Publié le 03 avril 2018 par Les Lettres Françaises

Martin Luther King, la parole dite en son tempsLes éditions Bayard ont publié un recueil des écrits de Martin Luther King, le pasteur américain, martyr de la lutte des Noirs américains pour l’égalité, assassiné en 1968. Les éditeurs ont opéré une sélection qui ne manque pas de sens, et Bruno Chenu donne une présentation et une chronologie de la vie de King. Une pensée également pour le traducteur, Marc Saporta, qui n’avait pas la tâche facile : il faut rendre compte de la voix de King.

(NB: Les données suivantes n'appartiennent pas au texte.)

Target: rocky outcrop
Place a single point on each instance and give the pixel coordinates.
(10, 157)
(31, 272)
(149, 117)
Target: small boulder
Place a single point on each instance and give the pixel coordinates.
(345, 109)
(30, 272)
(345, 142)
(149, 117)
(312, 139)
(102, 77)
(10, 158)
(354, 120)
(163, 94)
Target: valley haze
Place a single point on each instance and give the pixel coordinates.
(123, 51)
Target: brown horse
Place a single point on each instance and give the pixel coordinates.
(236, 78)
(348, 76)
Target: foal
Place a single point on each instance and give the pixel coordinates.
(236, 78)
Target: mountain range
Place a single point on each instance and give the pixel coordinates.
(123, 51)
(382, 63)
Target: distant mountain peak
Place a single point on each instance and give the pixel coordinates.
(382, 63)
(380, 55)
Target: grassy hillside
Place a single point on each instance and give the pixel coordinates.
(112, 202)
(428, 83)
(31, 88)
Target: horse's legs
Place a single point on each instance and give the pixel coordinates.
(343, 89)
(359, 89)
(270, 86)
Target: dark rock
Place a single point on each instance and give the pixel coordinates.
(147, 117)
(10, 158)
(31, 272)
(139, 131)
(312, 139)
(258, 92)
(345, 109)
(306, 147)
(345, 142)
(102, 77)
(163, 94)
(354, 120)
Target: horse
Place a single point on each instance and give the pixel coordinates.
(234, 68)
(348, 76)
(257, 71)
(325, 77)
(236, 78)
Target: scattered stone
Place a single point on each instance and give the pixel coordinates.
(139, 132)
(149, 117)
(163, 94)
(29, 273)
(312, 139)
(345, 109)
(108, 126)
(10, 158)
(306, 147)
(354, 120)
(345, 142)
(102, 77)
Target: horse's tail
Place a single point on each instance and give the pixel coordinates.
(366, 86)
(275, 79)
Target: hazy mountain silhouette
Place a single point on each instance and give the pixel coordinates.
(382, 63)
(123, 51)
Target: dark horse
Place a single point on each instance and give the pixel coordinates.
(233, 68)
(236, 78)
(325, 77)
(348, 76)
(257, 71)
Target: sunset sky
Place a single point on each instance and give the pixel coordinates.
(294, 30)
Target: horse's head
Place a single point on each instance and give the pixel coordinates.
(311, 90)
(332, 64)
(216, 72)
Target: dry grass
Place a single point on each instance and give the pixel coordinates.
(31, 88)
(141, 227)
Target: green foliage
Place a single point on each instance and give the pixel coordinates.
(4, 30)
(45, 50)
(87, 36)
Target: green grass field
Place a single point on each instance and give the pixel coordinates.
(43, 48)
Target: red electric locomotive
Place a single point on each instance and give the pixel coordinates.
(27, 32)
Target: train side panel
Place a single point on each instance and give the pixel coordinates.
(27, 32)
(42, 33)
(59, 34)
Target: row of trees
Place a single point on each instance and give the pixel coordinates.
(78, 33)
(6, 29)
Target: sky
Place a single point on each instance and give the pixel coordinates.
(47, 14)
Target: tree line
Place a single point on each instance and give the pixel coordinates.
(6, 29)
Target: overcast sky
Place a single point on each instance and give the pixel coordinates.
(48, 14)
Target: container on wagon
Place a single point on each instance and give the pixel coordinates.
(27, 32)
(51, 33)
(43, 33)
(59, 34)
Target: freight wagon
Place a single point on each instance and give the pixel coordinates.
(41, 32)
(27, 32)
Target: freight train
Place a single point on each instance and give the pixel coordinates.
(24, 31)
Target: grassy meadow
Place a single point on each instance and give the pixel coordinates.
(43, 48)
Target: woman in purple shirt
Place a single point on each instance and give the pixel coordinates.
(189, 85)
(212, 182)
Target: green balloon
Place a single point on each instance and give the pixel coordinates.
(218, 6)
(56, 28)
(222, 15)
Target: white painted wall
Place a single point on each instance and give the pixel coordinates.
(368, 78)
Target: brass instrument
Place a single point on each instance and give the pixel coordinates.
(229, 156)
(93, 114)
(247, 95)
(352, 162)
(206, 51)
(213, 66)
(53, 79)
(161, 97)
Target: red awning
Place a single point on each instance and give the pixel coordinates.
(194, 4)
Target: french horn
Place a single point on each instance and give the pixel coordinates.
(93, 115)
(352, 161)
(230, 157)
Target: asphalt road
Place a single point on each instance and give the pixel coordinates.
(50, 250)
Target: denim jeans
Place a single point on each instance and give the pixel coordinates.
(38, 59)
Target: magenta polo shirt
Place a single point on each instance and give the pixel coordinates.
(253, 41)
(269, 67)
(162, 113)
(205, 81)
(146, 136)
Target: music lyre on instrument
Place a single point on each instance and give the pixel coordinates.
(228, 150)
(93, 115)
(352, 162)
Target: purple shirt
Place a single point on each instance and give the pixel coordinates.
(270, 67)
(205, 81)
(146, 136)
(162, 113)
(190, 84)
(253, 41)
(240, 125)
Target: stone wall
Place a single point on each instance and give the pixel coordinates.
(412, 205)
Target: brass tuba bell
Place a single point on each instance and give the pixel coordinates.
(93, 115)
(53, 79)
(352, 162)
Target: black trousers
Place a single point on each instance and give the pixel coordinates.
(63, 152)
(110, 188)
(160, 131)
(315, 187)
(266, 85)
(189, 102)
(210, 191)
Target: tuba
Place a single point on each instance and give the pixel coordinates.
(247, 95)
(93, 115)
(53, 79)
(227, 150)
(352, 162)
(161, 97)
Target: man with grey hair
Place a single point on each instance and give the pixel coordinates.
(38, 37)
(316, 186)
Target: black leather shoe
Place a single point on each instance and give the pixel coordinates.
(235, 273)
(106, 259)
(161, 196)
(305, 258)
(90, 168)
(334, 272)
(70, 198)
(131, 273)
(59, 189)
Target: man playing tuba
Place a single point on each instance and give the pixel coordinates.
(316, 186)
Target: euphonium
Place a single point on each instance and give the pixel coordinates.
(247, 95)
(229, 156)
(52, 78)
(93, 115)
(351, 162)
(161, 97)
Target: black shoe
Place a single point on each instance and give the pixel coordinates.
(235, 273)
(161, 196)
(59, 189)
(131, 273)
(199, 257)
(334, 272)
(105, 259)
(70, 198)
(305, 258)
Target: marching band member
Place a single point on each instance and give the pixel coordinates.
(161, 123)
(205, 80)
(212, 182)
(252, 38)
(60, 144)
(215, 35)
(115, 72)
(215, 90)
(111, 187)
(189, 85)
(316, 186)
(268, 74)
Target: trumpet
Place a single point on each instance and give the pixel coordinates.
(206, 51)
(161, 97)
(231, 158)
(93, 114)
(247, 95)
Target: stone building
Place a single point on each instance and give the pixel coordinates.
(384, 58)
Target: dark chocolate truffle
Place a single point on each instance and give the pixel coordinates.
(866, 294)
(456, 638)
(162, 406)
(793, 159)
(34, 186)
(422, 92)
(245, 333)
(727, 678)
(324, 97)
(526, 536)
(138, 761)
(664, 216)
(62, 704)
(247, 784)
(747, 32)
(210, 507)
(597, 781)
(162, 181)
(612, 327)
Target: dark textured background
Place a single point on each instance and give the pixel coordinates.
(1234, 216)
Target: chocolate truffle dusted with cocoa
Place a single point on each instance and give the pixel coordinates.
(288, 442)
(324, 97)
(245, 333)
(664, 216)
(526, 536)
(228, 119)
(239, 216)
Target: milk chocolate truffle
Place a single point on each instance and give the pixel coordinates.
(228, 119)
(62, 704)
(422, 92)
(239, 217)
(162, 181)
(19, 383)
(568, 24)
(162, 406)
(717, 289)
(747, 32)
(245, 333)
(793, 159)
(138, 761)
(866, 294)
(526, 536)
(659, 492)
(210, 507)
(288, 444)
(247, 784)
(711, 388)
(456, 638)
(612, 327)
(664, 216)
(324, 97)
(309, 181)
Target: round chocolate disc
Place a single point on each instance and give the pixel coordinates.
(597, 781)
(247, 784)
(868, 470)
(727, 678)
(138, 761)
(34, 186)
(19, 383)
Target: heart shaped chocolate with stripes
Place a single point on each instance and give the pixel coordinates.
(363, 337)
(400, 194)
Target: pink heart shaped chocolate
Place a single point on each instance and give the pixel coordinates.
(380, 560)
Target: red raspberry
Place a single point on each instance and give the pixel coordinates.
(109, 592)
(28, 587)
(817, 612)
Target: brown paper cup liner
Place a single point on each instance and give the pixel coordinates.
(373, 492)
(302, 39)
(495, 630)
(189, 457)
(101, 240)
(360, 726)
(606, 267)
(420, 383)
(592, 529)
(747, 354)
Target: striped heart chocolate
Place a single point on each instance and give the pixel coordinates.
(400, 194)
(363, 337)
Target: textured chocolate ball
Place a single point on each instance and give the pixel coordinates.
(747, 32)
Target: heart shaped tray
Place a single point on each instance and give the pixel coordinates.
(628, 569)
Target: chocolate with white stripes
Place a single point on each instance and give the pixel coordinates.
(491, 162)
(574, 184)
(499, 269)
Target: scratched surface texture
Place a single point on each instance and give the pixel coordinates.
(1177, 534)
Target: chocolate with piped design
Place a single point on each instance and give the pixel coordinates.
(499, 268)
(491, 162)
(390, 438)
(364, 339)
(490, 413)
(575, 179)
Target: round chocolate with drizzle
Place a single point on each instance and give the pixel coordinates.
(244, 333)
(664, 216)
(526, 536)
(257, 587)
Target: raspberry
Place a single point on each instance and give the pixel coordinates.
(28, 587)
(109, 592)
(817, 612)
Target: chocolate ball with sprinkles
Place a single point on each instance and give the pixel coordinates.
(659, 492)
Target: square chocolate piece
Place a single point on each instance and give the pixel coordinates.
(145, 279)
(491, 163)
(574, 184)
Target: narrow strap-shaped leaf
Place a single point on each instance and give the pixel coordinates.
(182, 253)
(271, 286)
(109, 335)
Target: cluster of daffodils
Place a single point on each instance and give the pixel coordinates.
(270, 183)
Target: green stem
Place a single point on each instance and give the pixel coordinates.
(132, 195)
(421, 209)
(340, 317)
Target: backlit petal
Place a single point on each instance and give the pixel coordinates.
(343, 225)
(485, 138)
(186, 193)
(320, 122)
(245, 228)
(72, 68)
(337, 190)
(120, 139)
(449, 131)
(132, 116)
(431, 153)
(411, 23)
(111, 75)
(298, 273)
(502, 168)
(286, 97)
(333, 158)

Dans ses écrits destinés à être publiés sous une forme écrite (essais, lettres ouvertes, interviews), King, docteur en théologie, emploie le langage traditionnel de l’intellectuel pour exposer objectivement les problèmes sociaux de son temps, la situation présente de la condition des Noirs et de leur lutte. Il s’y astreint à marier une stricte rigueur logique avec une haute exigence morale.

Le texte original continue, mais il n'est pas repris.